Au Qatar, la Fifa a sûrement senti son cœur (et son pack d’affaires) battre pour l’Arabie Saoudite, après son exploit contre l’Argentine (et le bluff de la sélection du Qatar). La Fifa tenait son « héros » local de l’étape, synonyme d’affluence et d’intérêt régional. Mais à trop fêter cette victoire, l’Arabie Séoudite a oublié que le tournoi s’étalait sur 3 matchs et le sympathique « Sorcier Blanc », renard en Afrique, n’a pu l’être au désert.
Entre temps, le Maroc
Entre-temps, le Maroc faisait son chemin vers les 8èmes de finale et créait une onde de sympathie arabe, africaine et même mondiale qui en a fait la principale attraction de ce mondial, et même son âme. Imaginez un 2ème tour sans le Maroc, quel impact aurait-il eu sur l’affluence et l’intérêt, régional et même africain (après l’élimination évitable du Sénégal qui suivait celles du Ghana, du Cameroun et de la Tunisie). Surtout que le Maroc offrait un visage séduisant par sa volonté, son acharnement, son organisation et les éclairs de beauté de ses magiciens en dribbles et en jeu en « mouchoir de poche » Et un public immense et surprenant qui surpassait en ambiance celles des latino-américains! … L’Espagne est passée à la trappe parce que trop amorphe, et toute l’énergie portugaise (qui sortait d’un 6-1 contre le bunker suisse) a été dilapidée par les gants de Bono…

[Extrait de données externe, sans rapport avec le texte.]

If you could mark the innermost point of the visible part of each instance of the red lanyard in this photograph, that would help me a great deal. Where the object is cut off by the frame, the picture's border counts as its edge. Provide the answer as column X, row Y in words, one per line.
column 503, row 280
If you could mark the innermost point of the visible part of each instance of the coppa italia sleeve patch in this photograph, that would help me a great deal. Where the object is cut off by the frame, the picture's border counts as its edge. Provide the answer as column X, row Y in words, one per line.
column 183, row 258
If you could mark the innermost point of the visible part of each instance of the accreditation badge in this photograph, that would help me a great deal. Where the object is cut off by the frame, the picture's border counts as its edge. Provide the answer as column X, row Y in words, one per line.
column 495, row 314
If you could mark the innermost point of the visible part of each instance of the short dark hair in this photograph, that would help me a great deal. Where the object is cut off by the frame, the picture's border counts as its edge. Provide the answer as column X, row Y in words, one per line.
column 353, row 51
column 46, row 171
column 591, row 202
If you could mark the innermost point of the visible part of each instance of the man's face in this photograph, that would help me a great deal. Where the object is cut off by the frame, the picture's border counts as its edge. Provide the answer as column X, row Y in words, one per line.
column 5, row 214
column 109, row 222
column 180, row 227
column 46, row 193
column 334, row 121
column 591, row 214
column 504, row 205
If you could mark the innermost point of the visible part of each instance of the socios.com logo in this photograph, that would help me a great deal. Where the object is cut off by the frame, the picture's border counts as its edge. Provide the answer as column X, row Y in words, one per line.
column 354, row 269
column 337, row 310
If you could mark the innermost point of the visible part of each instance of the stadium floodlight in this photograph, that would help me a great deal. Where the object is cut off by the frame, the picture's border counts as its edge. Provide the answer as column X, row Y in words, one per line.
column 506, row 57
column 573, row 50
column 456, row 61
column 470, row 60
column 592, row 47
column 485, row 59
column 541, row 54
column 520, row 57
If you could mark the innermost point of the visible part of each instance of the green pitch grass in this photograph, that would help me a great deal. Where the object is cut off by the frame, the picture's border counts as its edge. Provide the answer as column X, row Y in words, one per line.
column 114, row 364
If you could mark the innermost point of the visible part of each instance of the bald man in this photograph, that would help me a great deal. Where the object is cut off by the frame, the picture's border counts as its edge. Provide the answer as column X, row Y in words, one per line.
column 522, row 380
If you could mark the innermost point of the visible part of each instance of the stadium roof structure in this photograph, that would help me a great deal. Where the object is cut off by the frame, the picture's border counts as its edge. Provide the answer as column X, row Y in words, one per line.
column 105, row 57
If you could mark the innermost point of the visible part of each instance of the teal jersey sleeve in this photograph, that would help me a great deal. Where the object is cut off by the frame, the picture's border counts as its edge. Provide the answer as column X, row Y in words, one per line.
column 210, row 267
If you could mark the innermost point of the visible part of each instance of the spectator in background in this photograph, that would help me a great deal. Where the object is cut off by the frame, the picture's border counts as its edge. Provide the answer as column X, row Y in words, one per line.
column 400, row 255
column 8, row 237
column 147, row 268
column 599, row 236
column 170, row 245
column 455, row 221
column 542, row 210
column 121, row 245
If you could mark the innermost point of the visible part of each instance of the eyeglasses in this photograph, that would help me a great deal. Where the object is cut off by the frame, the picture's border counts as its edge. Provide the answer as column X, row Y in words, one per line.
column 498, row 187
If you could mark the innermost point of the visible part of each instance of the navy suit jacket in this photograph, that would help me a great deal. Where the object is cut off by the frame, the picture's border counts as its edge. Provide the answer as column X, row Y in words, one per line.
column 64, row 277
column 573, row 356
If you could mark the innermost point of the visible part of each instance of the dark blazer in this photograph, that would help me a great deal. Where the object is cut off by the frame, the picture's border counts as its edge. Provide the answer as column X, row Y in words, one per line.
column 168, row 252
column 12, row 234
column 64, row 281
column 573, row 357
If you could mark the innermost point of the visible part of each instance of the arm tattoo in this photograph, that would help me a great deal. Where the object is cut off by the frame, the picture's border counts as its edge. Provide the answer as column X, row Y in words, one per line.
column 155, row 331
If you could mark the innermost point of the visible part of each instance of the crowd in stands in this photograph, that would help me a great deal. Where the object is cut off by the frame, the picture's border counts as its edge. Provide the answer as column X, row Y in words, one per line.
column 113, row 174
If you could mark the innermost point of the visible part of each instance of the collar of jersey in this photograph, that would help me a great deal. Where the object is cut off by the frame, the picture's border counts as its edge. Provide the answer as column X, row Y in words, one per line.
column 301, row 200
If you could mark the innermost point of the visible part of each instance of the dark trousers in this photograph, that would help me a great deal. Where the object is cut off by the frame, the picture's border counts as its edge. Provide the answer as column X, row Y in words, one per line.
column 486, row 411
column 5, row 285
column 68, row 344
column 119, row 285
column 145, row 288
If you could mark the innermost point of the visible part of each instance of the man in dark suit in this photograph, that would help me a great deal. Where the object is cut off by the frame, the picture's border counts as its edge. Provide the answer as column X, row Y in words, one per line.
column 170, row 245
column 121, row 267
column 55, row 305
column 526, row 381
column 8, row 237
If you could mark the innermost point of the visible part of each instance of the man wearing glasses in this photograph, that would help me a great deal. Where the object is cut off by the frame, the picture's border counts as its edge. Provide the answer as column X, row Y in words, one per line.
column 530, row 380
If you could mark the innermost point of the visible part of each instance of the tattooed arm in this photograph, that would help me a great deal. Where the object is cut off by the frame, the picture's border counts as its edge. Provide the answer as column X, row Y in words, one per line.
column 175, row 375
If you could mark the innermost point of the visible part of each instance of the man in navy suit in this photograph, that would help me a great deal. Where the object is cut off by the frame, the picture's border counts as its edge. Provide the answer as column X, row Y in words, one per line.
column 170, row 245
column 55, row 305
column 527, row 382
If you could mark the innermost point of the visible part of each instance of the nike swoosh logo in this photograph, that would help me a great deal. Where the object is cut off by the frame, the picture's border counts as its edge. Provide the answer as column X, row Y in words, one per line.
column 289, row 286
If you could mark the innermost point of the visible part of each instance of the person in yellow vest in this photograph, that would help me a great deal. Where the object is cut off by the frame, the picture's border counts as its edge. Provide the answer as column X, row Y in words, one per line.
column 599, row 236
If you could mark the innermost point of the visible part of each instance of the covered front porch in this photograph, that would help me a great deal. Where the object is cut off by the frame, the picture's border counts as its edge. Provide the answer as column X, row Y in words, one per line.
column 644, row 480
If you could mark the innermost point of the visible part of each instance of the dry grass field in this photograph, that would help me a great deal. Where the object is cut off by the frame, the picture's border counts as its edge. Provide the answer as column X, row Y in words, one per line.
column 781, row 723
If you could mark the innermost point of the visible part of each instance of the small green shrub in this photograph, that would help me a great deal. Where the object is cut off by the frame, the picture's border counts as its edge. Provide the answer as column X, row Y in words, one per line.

Mais, mais… Il y a ce qu’on appelle « l’ordre mondial du football », et il n’est pas prêt pour voir une équipe africaine en finale, à ce qu’il paraît. Et ce fut cette défaite contre la France, qui laissera beaucoup de regrets, tant la victoire semblait possible ! L’équipe s’était transcendée (à part ces premières minutes de doute) pour suppléer ses absences, ses blessés en cours de match et un but au début qui aurait assommé n’importe quelle autre équipe. Mais que pouvait-elle faire devant une injustice arbitrale aussi flagrante ? Deux penaltys que même la Var a refusé de signaler. Mission Fifa accomplie pour le Maroc, allez au pays ! Une affiche Mbappé vs Messi est le top du top pour la Fifa, car le football est un truc mondial qui brasse des milliards avec des images de marque, des sponsors rutilants, des droits de télévision…et un grand etc.
Donc, ni complot anti-arabe, anti-musulman ou anti-africain, juste un rétablissement de « l’ordre mondial du football ». Si c’était l’Australie, on aurait fait de même (Une finale Goodwin vs Messie ? Quand même !). Ou même la Corée du Sud ou le Monténégro s’il est de la fête un de ces jours…
Que faire ? Rentrer au pays se reposer et savourer cette immense percée. Et travailler pour la continuité, au niveau marocain comme africain, car c’est en insistant qu’on finira par faire sauter ce nœud (de vipères…).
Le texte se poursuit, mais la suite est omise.